ECLI:NL:RBDHA:2025:20061
Rechtbank Den Haag
- Voorlopige voorziening
- C.I.H. Kerstens-Fockens
- L.C.C. Bakx
- Rechtspraak.nl
Beroep tegen terugkeerbesluit onder de Richtlijn Tijdelijke Bescherming
Deze uitspraak betreft een beroep tegen een terugkeerbesluit dat aan eiser is opgelegd door de minister van Asiel en Migratie. Eiser is het niet eens met dit besluit en heeft beroep ingesteld bij de rechtbank. De rechtbank heeft het beroep beoordeeld aan de hand van de ingediende beroepsgronden.

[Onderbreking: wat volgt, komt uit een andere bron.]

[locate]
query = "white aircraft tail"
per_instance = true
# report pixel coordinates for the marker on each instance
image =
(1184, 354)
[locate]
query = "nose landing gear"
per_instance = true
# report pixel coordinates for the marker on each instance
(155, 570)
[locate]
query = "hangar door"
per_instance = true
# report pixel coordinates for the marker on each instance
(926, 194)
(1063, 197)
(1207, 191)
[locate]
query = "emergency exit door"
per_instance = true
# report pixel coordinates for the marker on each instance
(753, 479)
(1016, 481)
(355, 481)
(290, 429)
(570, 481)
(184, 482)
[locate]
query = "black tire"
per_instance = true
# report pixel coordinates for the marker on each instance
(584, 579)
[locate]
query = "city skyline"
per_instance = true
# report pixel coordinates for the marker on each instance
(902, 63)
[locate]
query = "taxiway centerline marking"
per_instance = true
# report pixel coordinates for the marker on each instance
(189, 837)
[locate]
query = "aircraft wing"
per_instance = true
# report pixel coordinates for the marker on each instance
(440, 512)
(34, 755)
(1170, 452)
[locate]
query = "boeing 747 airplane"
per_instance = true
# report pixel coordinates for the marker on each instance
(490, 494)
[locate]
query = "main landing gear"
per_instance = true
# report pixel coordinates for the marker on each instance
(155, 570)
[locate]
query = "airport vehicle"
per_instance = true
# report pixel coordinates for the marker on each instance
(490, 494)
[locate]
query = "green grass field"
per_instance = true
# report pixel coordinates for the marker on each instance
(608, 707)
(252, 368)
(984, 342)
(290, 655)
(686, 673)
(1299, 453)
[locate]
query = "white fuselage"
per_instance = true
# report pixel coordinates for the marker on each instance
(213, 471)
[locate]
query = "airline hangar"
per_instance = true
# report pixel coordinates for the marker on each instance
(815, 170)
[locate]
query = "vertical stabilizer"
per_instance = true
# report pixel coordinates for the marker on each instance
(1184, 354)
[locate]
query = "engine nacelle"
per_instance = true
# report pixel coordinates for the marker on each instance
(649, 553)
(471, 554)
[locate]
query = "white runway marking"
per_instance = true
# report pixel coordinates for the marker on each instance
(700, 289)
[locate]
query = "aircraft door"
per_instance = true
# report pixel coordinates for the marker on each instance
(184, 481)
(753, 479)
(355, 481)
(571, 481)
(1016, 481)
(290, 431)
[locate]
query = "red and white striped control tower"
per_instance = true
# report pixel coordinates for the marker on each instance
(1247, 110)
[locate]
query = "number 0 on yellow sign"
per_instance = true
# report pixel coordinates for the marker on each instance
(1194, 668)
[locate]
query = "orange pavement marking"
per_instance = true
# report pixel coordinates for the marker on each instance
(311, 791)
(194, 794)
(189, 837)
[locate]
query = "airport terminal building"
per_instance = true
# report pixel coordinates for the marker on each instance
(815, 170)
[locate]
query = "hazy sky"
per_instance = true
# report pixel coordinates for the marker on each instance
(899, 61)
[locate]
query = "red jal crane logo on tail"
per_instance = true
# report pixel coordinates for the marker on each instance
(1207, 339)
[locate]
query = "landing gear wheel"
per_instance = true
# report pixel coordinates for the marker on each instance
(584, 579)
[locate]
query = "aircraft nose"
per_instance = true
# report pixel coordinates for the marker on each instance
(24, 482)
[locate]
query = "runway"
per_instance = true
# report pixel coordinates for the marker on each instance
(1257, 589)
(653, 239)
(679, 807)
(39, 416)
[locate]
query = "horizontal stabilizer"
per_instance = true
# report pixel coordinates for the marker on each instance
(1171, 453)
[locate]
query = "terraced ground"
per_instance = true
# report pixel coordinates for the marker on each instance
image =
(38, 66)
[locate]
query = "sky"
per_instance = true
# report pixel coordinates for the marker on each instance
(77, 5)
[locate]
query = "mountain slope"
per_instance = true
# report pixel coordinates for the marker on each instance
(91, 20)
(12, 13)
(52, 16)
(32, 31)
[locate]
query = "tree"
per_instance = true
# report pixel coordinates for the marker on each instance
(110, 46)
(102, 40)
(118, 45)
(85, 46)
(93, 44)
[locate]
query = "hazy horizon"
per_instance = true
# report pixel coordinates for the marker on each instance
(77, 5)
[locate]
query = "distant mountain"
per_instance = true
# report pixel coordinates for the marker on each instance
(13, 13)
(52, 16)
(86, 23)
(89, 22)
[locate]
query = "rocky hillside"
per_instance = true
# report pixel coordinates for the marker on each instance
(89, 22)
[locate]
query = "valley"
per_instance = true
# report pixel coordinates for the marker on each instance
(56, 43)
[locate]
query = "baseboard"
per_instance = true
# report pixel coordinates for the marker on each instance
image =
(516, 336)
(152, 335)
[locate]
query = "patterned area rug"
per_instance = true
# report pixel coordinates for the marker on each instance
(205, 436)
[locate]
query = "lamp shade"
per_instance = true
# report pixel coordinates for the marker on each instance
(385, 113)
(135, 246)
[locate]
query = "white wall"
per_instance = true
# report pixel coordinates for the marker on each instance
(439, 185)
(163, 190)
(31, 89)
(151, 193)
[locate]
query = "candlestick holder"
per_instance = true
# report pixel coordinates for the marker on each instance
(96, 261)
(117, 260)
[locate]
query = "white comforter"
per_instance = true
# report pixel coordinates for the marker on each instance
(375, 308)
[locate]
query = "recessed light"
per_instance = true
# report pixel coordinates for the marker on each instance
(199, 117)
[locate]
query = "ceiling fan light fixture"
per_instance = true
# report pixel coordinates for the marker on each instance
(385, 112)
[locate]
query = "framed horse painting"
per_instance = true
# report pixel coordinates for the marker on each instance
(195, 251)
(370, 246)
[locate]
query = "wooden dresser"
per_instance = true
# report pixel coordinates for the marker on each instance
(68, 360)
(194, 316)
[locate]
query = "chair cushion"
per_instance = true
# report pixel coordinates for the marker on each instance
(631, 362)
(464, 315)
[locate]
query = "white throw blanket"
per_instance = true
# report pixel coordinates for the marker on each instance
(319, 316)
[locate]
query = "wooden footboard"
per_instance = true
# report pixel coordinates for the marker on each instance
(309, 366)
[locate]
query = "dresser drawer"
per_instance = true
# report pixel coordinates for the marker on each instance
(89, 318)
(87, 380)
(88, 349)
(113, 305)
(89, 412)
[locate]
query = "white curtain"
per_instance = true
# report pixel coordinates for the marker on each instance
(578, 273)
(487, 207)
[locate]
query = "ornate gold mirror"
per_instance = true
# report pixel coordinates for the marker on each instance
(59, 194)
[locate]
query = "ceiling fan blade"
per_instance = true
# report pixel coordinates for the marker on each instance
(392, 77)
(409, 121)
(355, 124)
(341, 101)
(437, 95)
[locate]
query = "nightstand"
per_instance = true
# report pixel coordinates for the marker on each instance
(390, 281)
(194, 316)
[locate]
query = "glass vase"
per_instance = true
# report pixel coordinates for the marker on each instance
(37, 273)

De rechtbank oordeelt dat het terugkeerbesluit in stand kan blijven, omdat de tijdelijke bescherming van eiser op 4 maart 2024 is geëindigd en hij geen openstaande vreemdelingrechtelijke procedures heeft. Eiser heeft niet onderbouwd waarom hij een reëel risico zou lopen op ernstige schade bij terugkeer naar Turkmenistan. De rechtbank legt uit dat de eerdere asielaanvraag van eiser buiten behandeling is gesteld, omdat hij niet is verschenen bij het nader gehoor. Hierdoor was er geen inhoudelijke beoordeling van zijn aanvraag en was de minister niet verplicht om onderzoek te doen naar de gevolgen van terugkeer. Eiser heeft ook niet met concrete informatie aangetoond dat hij bij terugkeer een reëel risico loopt op ernstige schade. De rechtbank concludeert dat de minister bevoegd was om het terugkeerbesluit uit te vaardigen en verklaart het beroep ongegrond. Tevens wordt het verzoek om een voorlopige voorziening afgewezen, omdat er geen aanleiding meer voor is. Eiser krijgt geen vergoeding van zijn proceskosten.